Networks are combinations of tf.keras
layers (and possibly other networks).
They are tf.keras
models that would not be trained alone. It encapsulates
common network structures like a transformer encoder into an easily handled
object with a standardized configuration.
BertEncoder
implements a bi-directional
Transformer-based encoder as described in “BERT: Pre-training of Deep
Bidirectional Transformers for Language
Understanding”. It includes the embedding
lookups, transformer layers and pooling layer.
AlbertEncoder
implements a Transformer-encoder
described in the paper “ALBERT: A Lite BERT for Self-supervised Learning of
Language Representations”. Compared with
BERT, ALBERT refactorizes embedding
parameters into two smaller matrices and shares parameters across layers.
MobileBERTEncoder
implements the MobileBERT
network described in the paper
“MobileBERT: a Compact Task-Agnostic BERT for Resource-Limited Devices”.
Classification
contains a single hidden layer, and is
intended for use as a classification or regression (if number of classes is
set to 1) head.
PackedSequenceEmbedding
implements an
embedding network that supports packed sequences and position ids.
SpanLabeling
implements a single-span labeler (that
is, a prediction head that can predict one start and end index per batch
item) based on a single dense hidden layer. It can be used in the SQuAD
task.
XLNetBase
implements the base network used in “XLNet:
Generalized Autoregressive Pretraining for Language Understanding”

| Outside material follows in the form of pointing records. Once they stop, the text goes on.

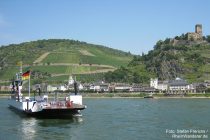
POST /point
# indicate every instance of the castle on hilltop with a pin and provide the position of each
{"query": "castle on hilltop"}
(190, 38)
(197, 35)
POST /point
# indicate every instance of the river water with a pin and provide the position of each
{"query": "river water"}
(115, 119)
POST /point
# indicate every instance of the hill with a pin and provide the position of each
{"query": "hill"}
(188, 59)
(59, 58)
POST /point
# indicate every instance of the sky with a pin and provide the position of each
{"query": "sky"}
(128, 25)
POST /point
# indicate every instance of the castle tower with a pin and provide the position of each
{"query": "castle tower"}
(198, 29)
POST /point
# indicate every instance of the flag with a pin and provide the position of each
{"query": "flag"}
(20, 63)
(26, 75)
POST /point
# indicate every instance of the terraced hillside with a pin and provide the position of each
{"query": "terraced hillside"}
(59, 58)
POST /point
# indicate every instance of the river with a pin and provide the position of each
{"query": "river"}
(115, 119)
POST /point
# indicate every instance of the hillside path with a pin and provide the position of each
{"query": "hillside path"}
(42, 57)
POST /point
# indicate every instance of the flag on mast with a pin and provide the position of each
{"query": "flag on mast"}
(26, 75)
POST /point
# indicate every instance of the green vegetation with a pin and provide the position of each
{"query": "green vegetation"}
(58, 57)
(190, 61)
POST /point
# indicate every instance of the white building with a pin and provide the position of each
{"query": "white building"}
(159, 85)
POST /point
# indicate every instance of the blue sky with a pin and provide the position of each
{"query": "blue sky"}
(128, 25)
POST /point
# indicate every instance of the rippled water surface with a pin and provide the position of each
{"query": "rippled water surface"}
(113, 119)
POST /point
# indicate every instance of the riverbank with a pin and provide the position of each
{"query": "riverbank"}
(124, 95)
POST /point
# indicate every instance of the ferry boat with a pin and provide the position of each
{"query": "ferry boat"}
(41, 106)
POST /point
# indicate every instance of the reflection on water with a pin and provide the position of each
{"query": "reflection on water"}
(28, 128)
(33, 128)
(59, 122)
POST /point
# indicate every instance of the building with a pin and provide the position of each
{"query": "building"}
(197, 35)
(177, 86)
(159, 85)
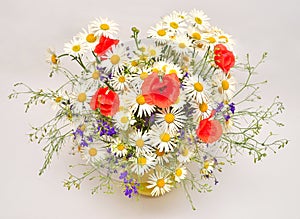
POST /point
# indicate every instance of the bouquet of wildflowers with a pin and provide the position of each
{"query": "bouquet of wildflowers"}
(151, 115)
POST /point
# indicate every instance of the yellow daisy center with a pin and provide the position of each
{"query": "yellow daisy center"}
(122, 79)
(140, 99)
(203, 107)
(198, 87)
(58, 99)
(165, 137)
(225, 85)
(181, 45)
(161, 32)
(174, 25)
(104, 27)
(143, 75)
(124, 119)
(120, 147)
(115, 59)
(92, 152)
(90, 38)
(142, 161)
(196, 36)
(169, 118)
(198, 20)
(76, 48)
(96, 75)
(178, 172)
(160, 183)
(81, 97)
(140, 143)
(54, 59)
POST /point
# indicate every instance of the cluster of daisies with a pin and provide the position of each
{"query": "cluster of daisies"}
(154, 114)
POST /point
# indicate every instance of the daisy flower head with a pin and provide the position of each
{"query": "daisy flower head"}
(180, 173)
(90, 39)
(162, 139)
(195, 88)
(137, 104)
(199, 19)
(141, 142)
(171, 119)
(143, 163)
(224, 85)
(182, 44)
(93, 152)
(160, 183)
(76, 47)
(103, 26)
(115, 59)
(159, 33)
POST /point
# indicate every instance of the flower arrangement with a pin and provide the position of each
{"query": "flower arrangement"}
(151, 115)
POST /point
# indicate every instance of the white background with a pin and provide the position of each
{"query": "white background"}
(269, 189)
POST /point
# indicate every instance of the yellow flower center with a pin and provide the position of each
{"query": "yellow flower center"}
(198, 87)
(142, 161)
(174, 25)
(225, 85)
(160, 153)
(196, 36)
(114, 59)
(160, 183)
(81, 97)
(143, 75)
(90, 38)
(122, 79)
(181, 45)
(178, 172)
(54, 59)
(124, 119)
(165, 137)
(169, 118)
(203, 107)
(120, 147)
(211, 39)
(104, 27)
(92, 152)
(140, 143)
(76, 48)
(96, 75)
(140, 99)
(58, 99)
(161, 32)
(198, 20)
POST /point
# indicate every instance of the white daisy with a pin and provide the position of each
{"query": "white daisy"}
(199, 18)
(103, 26)
(123, 119)
(141, 142)
(137, 104)
(195, 88)
(160, 183)
(115, 59)
(75, 47)
(224, 85)
(162, 139)
(180, 173)
(143, 163)
(159, 33)
(90, 39)
(171, 119)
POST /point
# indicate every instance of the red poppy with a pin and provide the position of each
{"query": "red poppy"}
(104, 44)
(161, 91)
(209, 130)
(223, 58)
(106, 100)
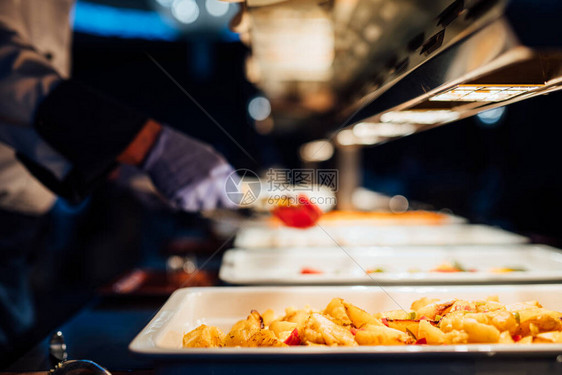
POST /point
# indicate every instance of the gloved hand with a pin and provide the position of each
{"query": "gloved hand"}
(190, 174)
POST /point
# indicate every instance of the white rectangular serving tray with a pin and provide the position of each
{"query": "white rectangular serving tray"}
(186, 309)
(350, 265)
(329, 236)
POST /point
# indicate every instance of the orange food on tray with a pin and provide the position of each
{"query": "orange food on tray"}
(429, 321)
(413, 217)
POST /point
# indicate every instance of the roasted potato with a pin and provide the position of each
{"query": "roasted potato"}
(204, 337)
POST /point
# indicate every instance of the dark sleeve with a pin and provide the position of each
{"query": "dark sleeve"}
(89, 130)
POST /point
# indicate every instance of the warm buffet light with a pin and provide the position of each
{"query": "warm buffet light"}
(185, 11)
(420, 116)
(483, 93)
(375, 130)
(316, 151)
(346, 138)
(259, 108)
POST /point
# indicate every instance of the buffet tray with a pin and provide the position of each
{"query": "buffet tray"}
(329, 236)
(187, 308)
(391, 265)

(https://arxiv.org/abs/1906.08237). It includes embedding lookups, relative
position encodings, mask computations, segment matrix computations and
Transformer XL layers using one or two stream relative self-attention.
FNet
implements the encoder model from
“FNet: Mixing Tokens with Fourier Transforms”.
FNet has the same structure as a Transformer encoder, except that all or
most of the self-attention sublayers are replaced with Fourier sublayers.
Sparse Mixer
implements the encoder model from
“Sparse Mixers: Combining MoE and Mixing to build a more efficient BERT “.
Sparse Mixer consists of layers of heterogeneous encoder blocks. Each
encoder block contains a linear mixing or an attention sublayer together
with a (dense) MLP or sparsely activated Mixture-of-Experts sublayer.